Harus dipikirkan pula, ujar Endang, sarana prasarana penunjang, ketersediaan air bersih di dalam kawasan wisata, hubungan dengan lokawisata sekitar, nilai daya dukung, dan keamanan kawasan juga dibutuhkan untuk pengembangan ekoturisme di ekosistem hutan bakau. "Kriteria ini menjadikan sesuatu yang memang dinyatakan layak, dan kita mampu mempromosikannya," tambahnya.
Lebih lanjut, masih kata Endang, pengembangan ekoturisme di kawasan ekosistem hutan bakau juga harus mengatur jumlah pengunjung yang diizinkan datang dan menerapkan pola wisata ramah lingkungan terhadap adat budaya setempat. "Membantu secara langsung perekonomian yang mengangkat nilai manfaat ekonomi masyarakat dan modal awal yang diperlukan untuk infrastruktur tidak besar," ungkapnya.
Pengembangan Ekoturisme Harus Punya Manfaat Ekonomi yang Jelas
Nyoman Suryadiputra dari Yayasan Lahan Basah Indonesia yang juga hadir dalam diskusi tersebut menuturkan bahwa kegiatan seperti pengembangan ekoturisme harus memiliki manfaat ekonomi yang menguntungkan untuk masyarakat dan lingkungan. "Jadi bukan hanya sekadar instruksi atau proyek setelah itu ditinggalkan. Biasanya itu tidak bertahan lama," tuturnya.
Sementara itu, aktris sekaligus founder Seasoldier, Nadine Chandrawinata mengatakan kawasan ekosistem hutan bakau kerap dihadapkan dengan persoalan sampah. Bahkan menurutnya persoalan sampah menjadi kendala setiap kali pihaknya melakukan kegiatan konservasi di kawasan hutan bakau.

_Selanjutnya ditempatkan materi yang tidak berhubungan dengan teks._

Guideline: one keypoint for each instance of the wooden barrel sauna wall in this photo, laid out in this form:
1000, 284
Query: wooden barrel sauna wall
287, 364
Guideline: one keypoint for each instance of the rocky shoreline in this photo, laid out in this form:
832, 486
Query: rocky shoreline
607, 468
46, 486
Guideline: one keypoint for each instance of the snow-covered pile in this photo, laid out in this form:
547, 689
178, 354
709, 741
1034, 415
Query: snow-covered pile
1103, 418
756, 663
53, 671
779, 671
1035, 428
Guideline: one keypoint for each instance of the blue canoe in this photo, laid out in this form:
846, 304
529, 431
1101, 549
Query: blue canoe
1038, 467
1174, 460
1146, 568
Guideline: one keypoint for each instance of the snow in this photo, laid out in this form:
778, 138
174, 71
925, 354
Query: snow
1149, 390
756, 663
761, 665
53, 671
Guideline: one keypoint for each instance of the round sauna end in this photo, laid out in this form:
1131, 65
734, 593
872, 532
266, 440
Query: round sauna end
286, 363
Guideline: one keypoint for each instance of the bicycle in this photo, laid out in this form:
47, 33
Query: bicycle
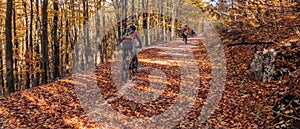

"Awalnya mau menanam mangrove berubah programnya menjadi membersihkan hutan bakau. Tiap kali kami datang ke kawasan mangrove itu sampahnya tidak pernah hilang. Jadi itu kendala dari Seasoldier yang tujuannya ingin memperluas area mangrove terhambat," katanya.
Dalam kesempatan yang sama Duta Besar Indonesia untuk Jerman yang juga pakar hukum laut Indonesia, Arif Harvas Oegroseno mengatakan hutan bakau belum terlalu mendapat perhatian khusus di tingkat global. Padahal kawasan hutan bakau merupakan bagian penting bagi sebuah negara karena menyangkut teritorial. "Jarang sekali diskusi yang berbicara mengenai mangrove sebagai bentuk suatu pertahanan pesisir untuk menghadapi kemungkinan negara kehilangan kawasan," ucapnya.
Luas hutan bakau di Indonesia saat ini mencapai 3,3 juta hektar, yang tersebar di 257 kabupaten/kota. Menurut laman resmi KLHK, hanya 48 persen hutan bakau yang kondisinya masih dalam keadaan baik, sedangkan sisanya dalam kondisi sedang atau rusak.
Kemudian, setiap tahunnya 200 ribu hektare mangrove di Indonesia mengalami penurunan kualitas. Penyebabnya antara lain adalah deforestasi ekosistem pesisir, reklamasi, penurunan kualitas air, polusi, praktik budidaya yang tidak berkelanjutan serta eksploitasi kehidupan laut. [aa/em]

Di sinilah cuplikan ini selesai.